Locally, the Diocese oversees All Saints University Parish, Sacred Heart Church, and Our Lady of the Assumption of the Portuguese Church, all in Turlock, and St. Anthony’s Church in Hughson. It also includes Sacred Heart’s Turlock schools. However, Blaire expects the bankruptcy filing will have no impact on the parishes, schools, and other ministries.

“It is important to remember that the only entity seeking bankruptcy protection is the corporation sole known legally as the Roman Catholic Bishop of Stockton,” Blaire said. “The parishes and Catholic schools within our Diocese are separate corporations and should not be impacted by this filing. The same is true for other separate corporations, such as St. Mary’s and Central Catholic High Schools, and the Madonna of Peace Retreat Center.”

The Diocese of Stockton has paid out more than $14 million over the past 20 years to settle sexual abuse claims. The majority of the claims were lodged against defrocked priest Oliver O’Grady, who spent several years at Turlock’s Sacred Heart Church. O’Grady has admitted to sexually abusing at least 25 children of all ages and both sexes, and sleeping with two mothers to gain access to their children. O’Grady was arrested in 1993 in Calaveras County on multiple sexual abuse charges. He pled guilty to four counts, including the molestation of two Turlock brothers, and was sentenced to 14 years in prison. He served seven years and was then deported back to Ireland in 2000.

Blaire said the bankruptcy filing was not an attempt to hinder victim’s seeking financial renumeration.
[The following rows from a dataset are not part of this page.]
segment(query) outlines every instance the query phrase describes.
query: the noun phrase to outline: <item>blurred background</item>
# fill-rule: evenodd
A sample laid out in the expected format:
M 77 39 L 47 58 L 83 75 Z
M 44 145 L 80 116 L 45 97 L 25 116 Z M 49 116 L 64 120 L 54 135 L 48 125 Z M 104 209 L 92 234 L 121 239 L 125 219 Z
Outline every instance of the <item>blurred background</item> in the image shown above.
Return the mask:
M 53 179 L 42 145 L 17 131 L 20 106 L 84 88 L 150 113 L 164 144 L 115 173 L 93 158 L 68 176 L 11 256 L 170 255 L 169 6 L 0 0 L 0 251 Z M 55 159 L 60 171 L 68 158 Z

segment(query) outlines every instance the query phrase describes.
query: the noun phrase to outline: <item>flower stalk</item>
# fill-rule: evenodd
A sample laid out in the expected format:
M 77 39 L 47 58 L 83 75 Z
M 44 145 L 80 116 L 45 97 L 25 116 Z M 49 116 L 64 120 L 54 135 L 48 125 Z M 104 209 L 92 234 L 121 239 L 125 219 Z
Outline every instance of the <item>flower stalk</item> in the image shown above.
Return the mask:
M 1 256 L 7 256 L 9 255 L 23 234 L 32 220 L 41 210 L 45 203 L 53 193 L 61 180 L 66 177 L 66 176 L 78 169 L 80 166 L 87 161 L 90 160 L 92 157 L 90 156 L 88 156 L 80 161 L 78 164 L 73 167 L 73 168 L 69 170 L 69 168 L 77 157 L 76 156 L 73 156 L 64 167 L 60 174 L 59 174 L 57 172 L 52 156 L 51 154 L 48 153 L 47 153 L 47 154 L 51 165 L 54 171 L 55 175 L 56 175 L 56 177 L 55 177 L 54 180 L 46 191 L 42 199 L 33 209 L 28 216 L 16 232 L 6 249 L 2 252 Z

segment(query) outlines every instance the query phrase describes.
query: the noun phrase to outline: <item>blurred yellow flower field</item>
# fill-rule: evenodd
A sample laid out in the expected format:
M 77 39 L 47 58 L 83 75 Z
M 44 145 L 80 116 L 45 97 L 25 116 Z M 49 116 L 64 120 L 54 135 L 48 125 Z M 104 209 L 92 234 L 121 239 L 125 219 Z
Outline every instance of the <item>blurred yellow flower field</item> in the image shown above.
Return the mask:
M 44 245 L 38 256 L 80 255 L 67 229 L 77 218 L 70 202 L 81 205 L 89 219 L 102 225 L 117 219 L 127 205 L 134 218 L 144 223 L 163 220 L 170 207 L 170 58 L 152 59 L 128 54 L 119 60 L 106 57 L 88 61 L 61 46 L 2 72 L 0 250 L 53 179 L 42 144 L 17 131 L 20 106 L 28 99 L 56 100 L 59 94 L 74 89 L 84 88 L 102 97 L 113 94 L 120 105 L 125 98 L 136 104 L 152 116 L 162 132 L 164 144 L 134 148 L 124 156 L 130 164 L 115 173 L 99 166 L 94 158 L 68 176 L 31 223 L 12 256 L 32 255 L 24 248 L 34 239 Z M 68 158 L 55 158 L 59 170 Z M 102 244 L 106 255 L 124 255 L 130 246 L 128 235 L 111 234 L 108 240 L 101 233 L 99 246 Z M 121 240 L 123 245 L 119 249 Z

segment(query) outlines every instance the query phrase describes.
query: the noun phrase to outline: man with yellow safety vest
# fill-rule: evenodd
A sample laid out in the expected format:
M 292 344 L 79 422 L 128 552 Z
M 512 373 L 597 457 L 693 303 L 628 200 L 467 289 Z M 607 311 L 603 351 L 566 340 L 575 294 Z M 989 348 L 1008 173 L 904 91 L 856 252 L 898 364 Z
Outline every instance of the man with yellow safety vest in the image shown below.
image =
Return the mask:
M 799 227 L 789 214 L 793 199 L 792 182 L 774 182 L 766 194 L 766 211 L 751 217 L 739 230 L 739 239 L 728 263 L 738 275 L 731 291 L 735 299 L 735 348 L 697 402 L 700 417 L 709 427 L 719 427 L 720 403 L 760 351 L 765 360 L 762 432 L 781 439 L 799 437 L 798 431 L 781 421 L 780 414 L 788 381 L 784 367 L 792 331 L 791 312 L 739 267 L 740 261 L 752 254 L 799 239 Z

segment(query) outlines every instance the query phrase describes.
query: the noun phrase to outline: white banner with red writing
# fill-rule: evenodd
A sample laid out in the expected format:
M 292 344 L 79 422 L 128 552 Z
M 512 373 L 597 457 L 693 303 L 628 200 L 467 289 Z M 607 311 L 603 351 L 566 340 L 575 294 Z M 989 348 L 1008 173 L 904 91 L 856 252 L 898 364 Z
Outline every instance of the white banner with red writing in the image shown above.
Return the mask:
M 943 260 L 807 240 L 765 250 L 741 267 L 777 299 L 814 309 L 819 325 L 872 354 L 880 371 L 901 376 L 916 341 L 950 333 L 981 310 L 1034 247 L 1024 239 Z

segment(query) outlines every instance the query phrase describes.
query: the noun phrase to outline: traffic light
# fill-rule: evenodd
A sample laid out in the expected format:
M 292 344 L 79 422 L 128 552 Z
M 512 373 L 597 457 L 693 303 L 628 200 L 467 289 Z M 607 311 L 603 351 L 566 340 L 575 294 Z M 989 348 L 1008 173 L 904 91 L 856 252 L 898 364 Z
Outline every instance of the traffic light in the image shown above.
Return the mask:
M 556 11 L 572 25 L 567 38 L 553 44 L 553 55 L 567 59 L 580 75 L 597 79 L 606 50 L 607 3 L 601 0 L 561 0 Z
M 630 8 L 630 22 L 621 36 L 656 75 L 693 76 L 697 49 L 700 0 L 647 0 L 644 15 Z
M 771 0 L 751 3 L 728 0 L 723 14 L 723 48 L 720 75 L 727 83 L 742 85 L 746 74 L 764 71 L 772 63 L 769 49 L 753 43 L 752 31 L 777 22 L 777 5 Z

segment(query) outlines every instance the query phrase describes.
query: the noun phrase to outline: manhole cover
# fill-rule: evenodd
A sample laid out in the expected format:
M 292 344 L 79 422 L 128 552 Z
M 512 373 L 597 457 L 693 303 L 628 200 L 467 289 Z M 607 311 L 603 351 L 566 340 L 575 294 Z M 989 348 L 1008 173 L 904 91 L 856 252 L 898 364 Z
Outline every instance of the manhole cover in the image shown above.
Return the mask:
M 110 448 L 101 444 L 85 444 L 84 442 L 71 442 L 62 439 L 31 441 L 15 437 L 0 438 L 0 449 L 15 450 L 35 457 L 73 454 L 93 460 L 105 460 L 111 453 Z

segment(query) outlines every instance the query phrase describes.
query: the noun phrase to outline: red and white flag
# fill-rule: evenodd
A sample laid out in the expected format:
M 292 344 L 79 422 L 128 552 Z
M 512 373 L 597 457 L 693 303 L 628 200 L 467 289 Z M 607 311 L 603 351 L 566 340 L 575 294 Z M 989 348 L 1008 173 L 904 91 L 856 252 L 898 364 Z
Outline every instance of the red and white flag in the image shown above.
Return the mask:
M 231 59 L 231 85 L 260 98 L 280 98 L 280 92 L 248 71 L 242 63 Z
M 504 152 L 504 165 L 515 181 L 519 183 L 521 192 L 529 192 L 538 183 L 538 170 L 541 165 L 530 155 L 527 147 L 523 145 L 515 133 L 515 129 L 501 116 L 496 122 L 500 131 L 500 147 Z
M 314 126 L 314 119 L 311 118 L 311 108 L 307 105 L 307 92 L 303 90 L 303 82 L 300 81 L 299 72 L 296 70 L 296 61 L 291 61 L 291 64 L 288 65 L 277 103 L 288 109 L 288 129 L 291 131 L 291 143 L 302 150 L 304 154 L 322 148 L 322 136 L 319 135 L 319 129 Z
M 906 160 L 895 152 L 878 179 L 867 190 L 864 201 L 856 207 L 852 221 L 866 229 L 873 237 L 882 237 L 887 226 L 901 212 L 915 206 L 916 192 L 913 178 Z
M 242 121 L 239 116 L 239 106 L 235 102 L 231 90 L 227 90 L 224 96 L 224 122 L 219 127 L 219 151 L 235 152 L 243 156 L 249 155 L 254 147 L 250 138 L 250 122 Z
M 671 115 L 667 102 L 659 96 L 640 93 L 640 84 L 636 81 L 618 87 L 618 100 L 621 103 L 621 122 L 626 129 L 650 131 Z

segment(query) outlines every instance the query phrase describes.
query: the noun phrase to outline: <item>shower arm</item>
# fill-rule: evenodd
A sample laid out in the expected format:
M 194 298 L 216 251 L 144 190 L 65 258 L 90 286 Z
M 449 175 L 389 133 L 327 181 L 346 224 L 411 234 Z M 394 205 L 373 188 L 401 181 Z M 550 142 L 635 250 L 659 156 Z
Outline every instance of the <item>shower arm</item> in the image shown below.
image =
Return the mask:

“This has been a difficult decision. Nevertheless, I am convinced this step will allow us to achieve two essential goals,” Blaire said. “First, it will provide a process to compensate as fairly as possible the victims of sexual abuse, including those who have not yet come forward or had their day in court.  At the same time, the process will provide a way for us to continue the ministry and support we provide to the parishes, the poor and the communities located within our Diocese.”

Filing for bankruptcy will allow the Diocese to deal with any ongoing or additional lawsuits collectively instead of one at a time.

The Diocese reported having $15 million in assets and $17 million in liabilities. The holdings that will certainly be affected by the bankruptcy filing are several properties in Stockton, including a convent and the bishop’s residence, and land in Valley Springs. A judge could order some or all of the holdings sold to pay off the Diocese’s creditors.

Once the papers are filed declaring bankruptcy, the Diocese will have 120 days to turn in a repayment plan. A bankruptcy judge can approve of the plan and set it into motion or reject it and put another option into place. At the same time, creditors could hire their own attorneys and attempt to have the other parishes, schools and ministries considered as the Diocese’s assets.

The Diocese will continue its normal business operations, but expenses and decisions that fall outside the day-to-day operations will be decided by the court.

The Stockton Diocese will become the 10th diocese in the United States to file for bankruptcy.